What should I do about not getting any playing time?
My little brother is 13 just entered high school this year. He has been playing Football every year, starting when he was 7. This is not just my opinion as his brother but he is a star player. When he played Pop-Warner he was chosen to be team captain for the last two years. He understands the game better then many of the biggest football fanatics out their. I know its easy to say I might be bias because hes my brother. I insure you i am not. The problem is he's lucky if he's in for two plays the whole game. My brother has not missed one practice all year. He ran 5 miles a day every day on his summer vacation getting ready for the football season! He mowed lawns in the neighborhood in order to earn money he borrowed from me. He bought a Bow-flex thing (Exercise Equipment). My point is, he's undoubtedly the most committed person I know. I dont know why he cant find playing time when I comes to game time. The kid can not practice any harder then he already dose! I just cant stand to see the look on his face when comes home after a game. A game that the team lost 38 to 7. A game he only got to play in for two plays. Two plays that seemingly had no chance of having any significances to the game. I dont know what advise to give him. Is their any thing I can say or do that would help him? I almost want to tell him to just quit but I cant. I mean I'm sure he is more fed up with his coaches as I am. I would quit. Usually the hardest thing to do in situations like this is the right thing to do. That would be to stick with it. On the other hand what is he getting out of it? What is to be gained by busting your butt all week only to be disappointed, embarrassed, and let down. I mean its a game. Its his passion too though. Is their any thing to be gained by him leaving his high school football team this year? I'm just worried hes going to get discouraged. I don't want him to loss confidence. I am just now starting to see a change in his competitiveness. I know hes a great player. Bottom line is I dont want him to lose his passion for foot ball. How can he rise above all the bull crap politics that this town and football team has. What more can he do to get noticed? By the way I am his only legel gardeain.
Public Comments
- Well, maybe you could talk to his coach. Take your brother so you can both talk to him and just tell him in a calm way that this team is really important to your brother and he works really hard. And he wants to know why he's not getting to play more and what more he can do to get noticed. Just because its only a game does not mean that it isn't important to your brother. I mean, if he's good at it and plays through high school he could use this to get a football scholarship to pay for his college! So its a big deal if this is his passion and shouldn't get held back. I don't know the whole situation so making a call on what to do is tough, but talking to the coach would just seem like a first step.

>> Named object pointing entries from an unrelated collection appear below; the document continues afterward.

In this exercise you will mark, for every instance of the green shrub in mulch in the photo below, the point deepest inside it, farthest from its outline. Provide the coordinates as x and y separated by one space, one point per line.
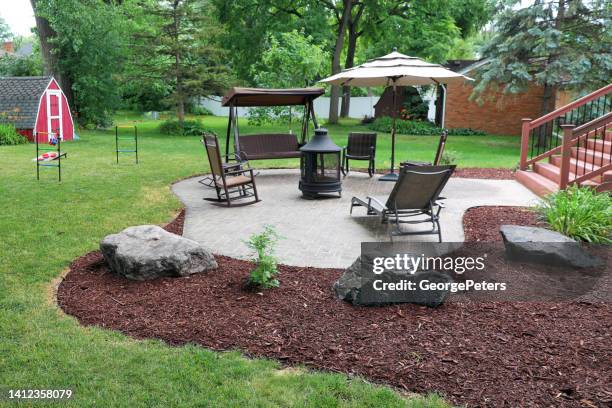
265 274
418 127
580 213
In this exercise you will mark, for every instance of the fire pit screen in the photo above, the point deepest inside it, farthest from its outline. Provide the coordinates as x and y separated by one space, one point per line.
320 166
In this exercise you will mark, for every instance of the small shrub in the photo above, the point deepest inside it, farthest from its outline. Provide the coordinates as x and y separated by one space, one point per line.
9 135
265 272
580 213
449 157
200 111
187 128
465 132
418 128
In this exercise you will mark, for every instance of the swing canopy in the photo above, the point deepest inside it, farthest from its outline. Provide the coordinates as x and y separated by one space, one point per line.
268 146
270 97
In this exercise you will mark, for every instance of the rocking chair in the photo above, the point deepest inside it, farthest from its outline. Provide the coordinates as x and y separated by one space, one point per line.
231 184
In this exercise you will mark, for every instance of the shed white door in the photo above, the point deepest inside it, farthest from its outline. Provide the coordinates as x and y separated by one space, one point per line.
54 113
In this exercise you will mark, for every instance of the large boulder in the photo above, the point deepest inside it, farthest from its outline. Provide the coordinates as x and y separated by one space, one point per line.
539 245
356 285
148 252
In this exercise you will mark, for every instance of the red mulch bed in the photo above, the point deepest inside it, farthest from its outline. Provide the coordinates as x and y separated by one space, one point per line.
475 354
484 173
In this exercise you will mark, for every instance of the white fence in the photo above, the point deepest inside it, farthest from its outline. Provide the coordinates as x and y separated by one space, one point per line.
360 106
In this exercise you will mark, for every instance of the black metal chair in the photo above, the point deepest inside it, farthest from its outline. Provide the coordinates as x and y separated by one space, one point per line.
361 146
231 184
415 194
437 159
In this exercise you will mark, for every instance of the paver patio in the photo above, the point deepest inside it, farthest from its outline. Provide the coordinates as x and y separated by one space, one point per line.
322 233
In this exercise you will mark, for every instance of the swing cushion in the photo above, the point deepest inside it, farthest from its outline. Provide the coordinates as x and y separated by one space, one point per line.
269 146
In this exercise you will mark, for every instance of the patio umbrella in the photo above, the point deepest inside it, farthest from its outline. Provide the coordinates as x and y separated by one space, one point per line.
397 69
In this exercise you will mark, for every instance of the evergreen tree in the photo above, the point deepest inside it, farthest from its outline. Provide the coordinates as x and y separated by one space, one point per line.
556 44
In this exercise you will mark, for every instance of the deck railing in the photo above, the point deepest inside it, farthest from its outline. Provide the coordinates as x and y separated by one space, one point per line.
581 129
544 134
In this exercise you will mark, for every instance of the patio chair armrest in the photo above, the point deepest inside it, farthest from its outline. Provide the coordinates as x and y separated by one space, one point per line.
241 171
370 199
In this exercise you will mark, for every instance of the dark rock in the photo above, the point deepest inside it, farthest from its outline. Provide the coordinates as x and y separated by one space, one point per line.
358 285
148 252
539 245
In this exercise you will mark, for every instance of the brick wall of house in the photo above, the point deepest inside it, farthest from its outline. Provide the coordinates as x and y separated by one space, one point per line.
499 114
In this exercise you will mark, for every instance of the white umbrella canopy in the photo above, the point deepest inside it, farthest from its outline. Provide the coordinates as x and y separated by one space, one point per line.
396 69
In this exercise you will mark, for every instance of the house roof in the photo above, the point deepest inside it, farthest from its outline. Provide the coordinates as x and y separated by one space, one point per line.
270 97
20 97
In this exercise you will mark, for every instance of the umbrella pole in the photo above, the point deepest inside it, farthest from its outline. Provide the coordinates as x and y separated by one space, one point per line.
392 176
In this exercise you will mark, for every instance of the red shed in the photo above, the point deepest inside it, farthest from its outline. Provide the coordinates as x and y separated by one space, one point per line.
36 104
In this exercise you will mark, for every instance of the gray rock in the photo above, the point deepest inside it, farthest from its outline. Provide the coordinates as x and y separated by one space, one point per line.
148 252
356 285
539 245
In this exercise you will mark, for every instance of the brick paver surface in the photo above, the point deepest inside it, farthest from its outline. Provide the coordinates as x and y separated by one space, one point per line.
321 232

- Your brother shows a lot of courage and dedication. The problem is with the game and everything that goes with it that is beyond his power to change. You said he started at age 7. This is a very young age and at this age people are not always making decisions that are good for them. Coaches can have a very bad influence on young boys who are looking for a role model. Of course there is a tremendous pressure coming from adults around him, teachers, peers, TV and the whole culture in the USA, that says that football is an awesome sport and that also pressures spectators to follow the games and become fans of certain players. But your little bro needs to understand how huge the business of sports is and that he's only a tiny speck in it. You can do some Google search and you'll find that at a relatively young age professional players have their bodies all messed up with knee and other injuries that cause them lifelong pain and the need for painkillers and surgery, doctors visit -good luck with health insurance! Most important of all is to realize that competitiveness is not the finest quality in life. Try co-operation instead. The mentality of "us against them" is the same that makes nations go to war. Your li'l bro can set his sights on a better sport, one that does not require the huge set-up that football does. How about martial arts, or athleticism? Gymnastics? Dance? He also, like everybody, has an artistic ability that would bring him comfort and satisfaction if he developed it. He shouldn't feel silly if he feels like trying something that nobody else does. It's his right after all. There are many, many ways to spend time productively and to burn off energy without getting into the "national sport" thing. Help him to find the answers by asking gently lots of questions: how he made his decision, what he likes etc. He shouldn't feel obligated to keep going if it doesn't make him happy. All the efforts he's put in so far by exercising on his own are not in vain because they forged his character, but he must not feel that he's not good enough. It's the other way around: the sport is not good enough for him! Best wishes.